Actually, the technology is moving a little faster than Moore's Law. A few
years ago, NAND got produced on trailing-edge manufacturing lines. Now
manufacturers are putting it on their cutting-edge processes. The shift has thus
accelerated product development.
Currently, NAND chips double in memory density every year. The cutting-edge
4-gigabit chips of 2005, for example, will soon be dethroned by 8-gigabit chips.
(Memory chips are measured in gigabits, or Gb, but consumer electronics
manufacturers talk about how many gigabytes, or GB, are in their products. Eight
gigabits make a gigabyte, so one 8Gb chip is the equivalent of 1GB.)

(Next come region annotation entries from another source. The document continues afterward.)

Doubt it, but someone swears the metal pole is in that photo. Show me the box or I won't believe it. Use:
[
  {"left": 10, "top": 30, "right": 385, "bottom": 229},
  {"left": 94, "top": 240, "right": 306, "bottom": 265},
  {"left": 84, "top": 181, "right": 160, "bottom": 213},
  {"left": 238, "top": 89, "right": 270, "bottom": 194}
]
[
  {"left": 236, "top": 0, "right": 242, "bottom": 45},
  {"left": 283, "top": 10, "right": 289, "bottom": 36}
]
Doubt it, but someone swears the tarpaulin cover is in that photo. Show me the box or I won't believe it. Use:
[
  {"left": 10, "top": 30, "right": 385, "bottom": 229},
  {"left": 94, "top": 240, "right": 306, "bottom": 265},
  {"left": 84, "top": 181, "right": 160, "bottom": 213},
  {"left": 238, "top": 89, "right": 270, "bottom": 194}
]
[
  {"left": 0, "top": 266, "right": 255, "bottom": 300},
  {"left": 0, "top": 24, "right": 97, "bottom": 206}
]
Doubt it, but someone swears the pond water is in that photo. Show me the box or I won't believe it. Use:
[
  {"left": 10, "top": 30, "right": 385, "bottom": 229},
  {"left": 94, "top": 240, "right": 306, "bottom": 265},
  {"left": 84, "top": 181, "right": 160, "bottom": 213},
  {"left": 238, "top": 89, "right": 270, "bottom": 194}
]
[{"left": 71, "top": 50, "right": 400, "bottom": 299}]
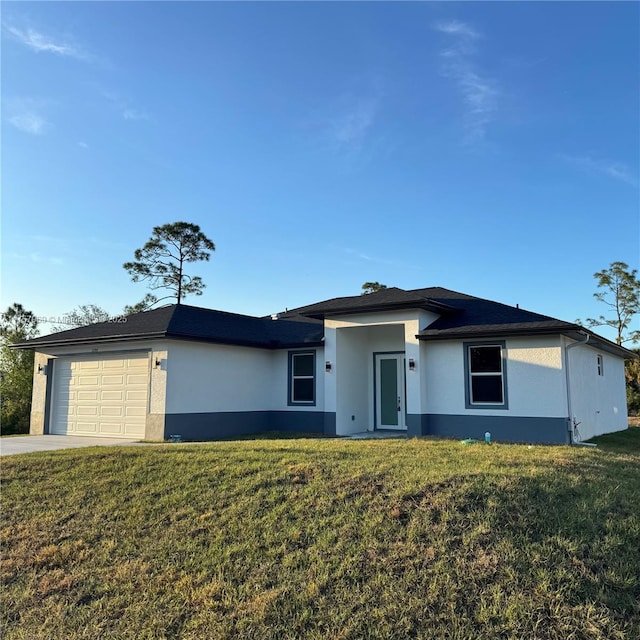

Another driving factor in the uptake of the technology is cost: NAND drops in
price about 35 to 45 percent a year, due in part--again--to Moore's Law and in
part to the fact that many companies are bringing on new factories. 1GB of flash
costs a consumer electronics manufacturer about US$45, said Handy. That will drop
to US$30 in next year, US$20 in 2008 and US$9 by 2009.
At US$45 a gigabyte, flash is nearly 100 times more expensive than hard-drive
storage, which can sell to manufacturers for around 65 cents a
gigabyte. Even in the most optimal comparisons for flash, the technology
invariably costs more, say analysts. On the other hand, flash has advantages in
space and energy consumption.
When and how NAND flash gets incorporated into a product category depends
upon a host of factors. In cell phones, the advent of fancy gadgetry is driving
adoption. Historically, cell phones only required 64Mb or so of memory, mostly
to store basic system instructions. The chip of choice has been NOR flash, a
different type that in some ways is more reliable. More than 90 percent of the
phones made today store their software code in NOR flash, according to research
firm iSuppli.
Adding photo, video and MP3 capabilities, however, has forced phone makers to add NAND to store files. Similarly, smart
phones that handle e-mail and Web surfing require far more memory. NAND is more
dense than its counterpart: NOR chips for cell phones generally top out at
512Mb. By 2007, Samsung will produce 16Gb NAND chips and 32Gb ones a year later,
said Kang. The growth rate for NOR isn't nearly that fast, so the density gap
shows signs of widening.
As a result, the use of NAND chips--with some help from additional,
inexpensive DRAM memory--is growing in phones. Some manufacturers are even
contemplating displacing NOR with NAND for code storage, although that requires
rewriting code.
"I don't see many (cell phone makers) sticking with NOR when they go to 512Mb
densities. NOR is going to be designed out," said Samsung's Kang. "It is a pain
in the neck to switch software so people now use NOR, but let's say you have a
gigabit of density. There is no reason to use NOR."
NOR manufacturers hotly dispute this and are working on packaging techniques to
eliminate opportunities for NAND to intrude.
In MP3 players and notebooks, meanwhile, performance issues will drive
adoption. The motor that spins hard-drive platters is one of the more
energy-hungry components in a notebook. A hard drive developed by Samsung and
Microsoft in which flash memory caches data for an idle hard drive will arrive
in late 2006. The hybrid drive will extend battery life by 36 minutes, according
to Samsung. A full NAND notebook would even use less power.
"How would you like 15 hours of battery life on a notebook rather than three
or four? What if you didn't have to go through that stupid boot-up sequence?"
said Appleton of Micron Technology. "Anytime a solution for storage can be US$50
or US$60 or less, the mechanical guys are out and the solid-state guys are in."
NAND would allow PCs to start up instantly because data wouldn't have to be
retrieved from the drive platters. Intel, meanwhile, has developed a technology
called Robson that cuts boot-up time by storing the most recently used
software and files in flash.
Sam Bhavnani at Current Analysis said most consumers will continue to want
big hard drives, but still, he added, "some high-end ultraportables could go
that way"--to flash--"in a few years."